Francis Ford Coppola on ‘Apocalypse Now Final Cut’, Marlon Brando, and the Writing Benefits of Marijuana

     August 26, 2019

It’s not often you get a Wizard of Oz-style transition from black and white into technicolor moment in real life. But that’s exactly how it felt sitting in Francis Ford Coppola‘s editing room at his sprawling Inglenook estate, watching a transition between Apocalypse Now‘s iconic “Flight of the Valkyries” scene on VHS, DVD, Blu-ray, and the crystal-clear, eardrum-pounding 4K state it’s in for the release of Apocalypse Now Final Cut. Even if you’ve seen the Vietnam War epic dozens of times, I really can’t recommend enough plugging this version into the best speakers you have and getting blown backward like the Maxell guy. The Academy Award-winning cinematography and sound could’ve been shot yesterday on a soundstage, not in 1979 during perhaps the most chaotic production of all time.
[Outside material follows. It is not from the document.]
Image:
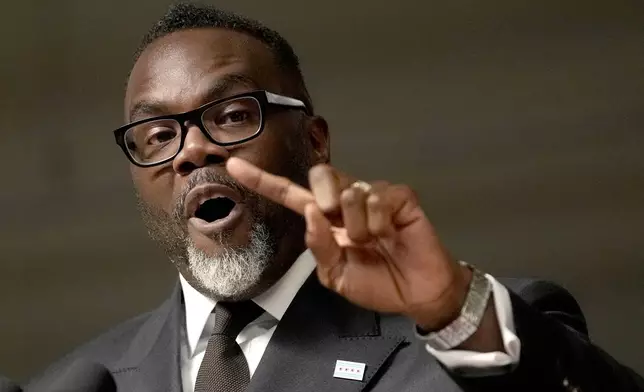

The story of Captain Benjamin L. Willard (Martin Sheen) and his surreal, nightmarish boat trip into Cambodia to assassinate insane rogue Colonel Kurtz (Marlon Brando) remains largely the same. Shorter than the marathon Apocalypse Now: Redux but more substantial than the 1979 theatrical release—yes, the French rubber plantation sequence is still here, but mercifully shorter—Final Cut represents, in Coppola’s mind, the version of Apocalypse that best serves the filmmaker’s vision.

“The right blend for the most pleasant illusion to be born,” as Coppola himself put it when he sat down for a Q&A with Collider and few other outlets. “A film always can be looked at, and its flaws, because it’s an illusion, can be dealt with.”

Coppola later continued:


Image via United Artists

“Film is very magical. It is astounding what happens when you take this piece of film, cut it to this piece of film, and get a result that is something beyond what either piece had in it. It’s alchemy. It’s remarkable. The possibilities are endless, what you can do. If the film is not giving you what you want, there’s always another way to look at it, where perhaps it will.”

Maybe even more iconic than the film’s technical achievements is the descent into madness the production—and especially Coppolla—went through to get it done. Embedded in the Philippine jungle for a scheduled five-month shoot that ballooned to well over a year, Apocalypse saw Typhoon Olga destroy a good portion of the sets, Sheen suffering a heart attack, and Brando infamously showing up severely overweight for his Green Beret role without having read the film’s source material, Heart of Darkness.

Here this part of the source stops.